In my own research, I’ve found Warp and Weft magazine’s archive to be a trove for surfacing living artists you can commission for textiles and tapestries, such as Tais Rose and Misako Nakahira. Generally, a little curiosity, an Instagram account, and the rise of the creator economy prove extremely handy when you’re tapestry hunting for something individual.
…Plus, How to Style It
Made to suit castles and grand halls, it takes a little finesse to style a tapestry in a modern setting. “I like to treat a tapestry like a piece of art or an architectural finish, not just a decorative object,” says Chused. “That means thinking about scale, composition, and how it interacts with the rest of the room—whether it’s offsetting something highly tailored or grounding a more eclectic mix.”

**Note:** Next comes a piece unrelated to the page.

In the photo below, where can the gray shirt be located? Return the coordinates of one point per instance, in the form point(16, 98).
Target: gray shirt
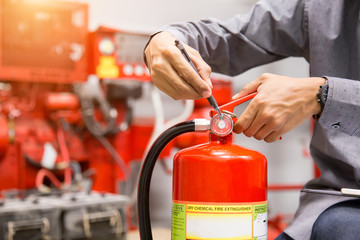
point(327, 34)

A busy or Verdure tapestry can create a focal point in a space that needs direction or impact, while facilitating a comfortable sense of enclosure, like the Aubusson piece in this Park Slope brownstone or this eclectic home in London. Meanwhile, two complementary tapestries above a couch or in an entryway can create a design throughline that ties a room together.
Kemble approaches styling by considering how a piece might redirect the focus of a room. Where a rug’s impact is often lost under the weight of other furniture, wall art draws the eye upwards. She likes to consider the tapestry’s colors as her room’s neutrals, and builds from there, employing deep greens and blues as neutrals instead of typical beiges. Mixing an antique textile with modern furniture allows you to “play with contrast and very contrary design styles,” says Kemble. “You’re using it in a contrived, almost ironic state” against bright whites, chromes, simple decor, or opposing matte shelves.
Chused also suggests incorporating tapestries in offbeat ways—as unexpected upholstery, perhaps, or even as soft doors or dividers—like this upstate New York barn which forgoes the traditional headboard above the bed for a tapestry. “It’s about respecting the history of the piece while giving it a new kind of relevance,” she says. “When they’re integrated thoughtfully, they feel less like a nod to the past and more like a piece of the present with a really beautiful backstory.”